Most days all you really need to do is one important thing. If you can get that out of the way before anything else, you have already succeeded. If you want to be a novelist get up at 6am and write for an hour before work. If you can’t get up early because the kids need to get to school, or your work begins at 6am, write the second you clock out. I stay at my desk at work and write for an hour before I go home and have dinner.

Willpower is a limited resource, it drains from the second you get up in the morning so make sure you spend it on what matters. This is especially true if you’re starting a new habit. You’re going to face a lot of resistance at first.

So, pick one task, and one task only, and make yourself do it as early as you possibly can. I know this sounds stupidly simple. But in practice it can be extremely difficult. We tend to procrastinate and the thing we push off the most is the thing that is often the most important. We do this because with importance comes weight, anxiety and pressure. Wake up and it get it out of the way before all that pressure can build.

Consistency is Best

Getting up at 6am and writing for an hour might sound realistic on paper, but there’s going to be that Monday were you stayed up too late last night binging Narcos on Netflix because you were depressed the weekend was over and didn’t want to go back to work; that Monday is going to suck and when you first start you’re going to have a lot of those Mondays.

The important thing here is not to go back to bed and try again on Tuesday, it’s to get up. Yes, that’s going to be hard, yes, anything you write is probably going to be awful, and yes, you almost assuredly aren’t going to write for a full hour. But that’s okay. The most important thing is that you consistently get up and try. If the idea of an hour is too intimidating that day, tell yourself you only have to do twenty minutes. If you’re worried about quality, give yourself permission to suck, just do it.

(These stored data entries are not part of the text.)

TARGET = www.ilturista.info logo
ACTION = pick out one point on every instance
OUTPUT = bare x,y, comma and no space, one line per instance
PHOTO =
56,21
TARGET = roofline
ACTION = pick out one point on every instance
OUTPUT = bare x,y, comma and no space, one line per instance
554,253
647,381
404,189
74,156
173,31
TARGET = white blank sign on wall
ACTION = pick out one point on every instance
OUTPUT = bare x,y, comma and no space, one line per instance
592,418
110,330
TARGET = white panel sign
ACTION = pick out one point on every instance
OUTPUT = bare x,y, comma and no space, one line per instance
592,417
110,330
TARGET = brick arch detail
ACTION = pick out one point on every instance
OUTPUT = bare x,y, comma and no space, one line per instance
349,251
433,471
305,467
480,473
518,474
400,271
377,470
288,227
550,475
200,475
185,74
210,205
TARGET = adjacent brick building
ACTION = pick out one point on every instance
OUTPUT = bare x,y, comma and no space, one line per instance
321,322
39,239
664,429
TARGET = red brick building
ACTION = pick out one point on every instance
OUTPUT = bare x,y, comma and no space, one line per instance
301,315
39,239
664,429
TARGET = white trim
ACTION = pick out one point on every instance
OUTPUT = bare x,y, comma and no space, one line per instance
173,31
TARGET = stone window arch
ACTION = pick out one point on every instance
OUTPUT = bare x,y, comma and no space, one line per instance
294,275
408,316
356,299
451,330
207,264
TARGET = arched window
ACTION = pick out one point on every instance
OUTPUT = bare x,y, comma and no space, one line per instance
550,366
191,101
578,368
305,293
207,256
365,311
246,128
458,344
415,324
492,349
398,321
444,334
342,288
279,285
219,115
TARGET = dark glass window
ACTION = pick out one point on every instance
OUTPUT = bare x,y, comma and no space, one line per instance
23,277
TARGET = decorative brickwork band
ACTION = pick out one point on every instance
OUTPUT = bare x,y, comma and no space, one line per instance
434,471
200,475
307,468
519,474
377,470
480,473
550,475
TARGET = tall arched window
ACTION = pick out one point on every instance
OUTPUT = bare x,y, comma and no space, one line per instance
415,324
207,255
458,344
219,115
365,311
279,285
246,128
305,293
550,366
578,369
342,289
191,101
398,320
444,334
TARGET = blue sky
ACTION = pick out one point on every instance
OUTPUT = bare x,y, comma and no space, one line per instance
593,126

Goals are not met by crushing it one day a week and sleeping in all the others. They are met by consistently doing a little every day. Some days are going to be a wash, but that’s fine, if you got up and write, then you succeed, even if you’re just deleting it all the next day. You learned something, you strengthened a habit, you earned yourself a gold star.

Track Your Progress

When I say ‘earned a gold star’ I mean that literally (or, kind of literally? The word ‘literally’ has been in a weird place for a while now.) Rewarding yourself for completing a task is an important part of building a habit. And tracking tasks can help you set more realistic goals and modify goals you’ve already set.

I keep a white board where I give myself a tally for every day I write for an hour or for every query letter I send or even for every blog post I write. I then feed all my tracked goals into a spreadsheet, so I can figure out how much I’ve progressed or where I need to improve. The tallies also have the added benefit of acting as a reward. I feel a rush of dopamine every time I put up a mark on the board.

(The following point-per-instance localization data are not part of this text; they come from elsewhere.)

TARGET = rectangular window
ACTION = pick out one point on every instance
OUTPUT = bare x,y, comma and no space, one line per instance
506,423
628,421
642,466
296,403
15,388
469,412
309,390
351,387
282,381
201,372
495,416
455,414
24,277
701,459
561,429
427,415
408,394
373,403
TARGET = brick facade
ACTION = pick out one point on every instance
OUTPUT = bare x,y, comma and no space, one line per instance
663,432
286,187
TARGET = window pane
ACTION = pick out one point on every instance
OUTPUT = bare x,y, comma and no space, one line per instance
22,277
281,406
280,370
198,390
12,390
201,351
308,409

Tracking your goals helps build momentum and rewards can keep that momentum going. Pick rewards that are manageable or that will link the habit in your mind. Maybe you write in café every morning and the reward is a cup of coffee. Maybe you can only listen to your favorite podcast while on the elliptical at the gym. Think of small, pleasurable things that you can often repeat.

The end goal is to create good habits, habits are the building blocks that goals are constructed out of. They assure that you keep going without having to put in much will or thought. I’ll discuss habits in greater detail in my next post, for now pick that one important thing and get started!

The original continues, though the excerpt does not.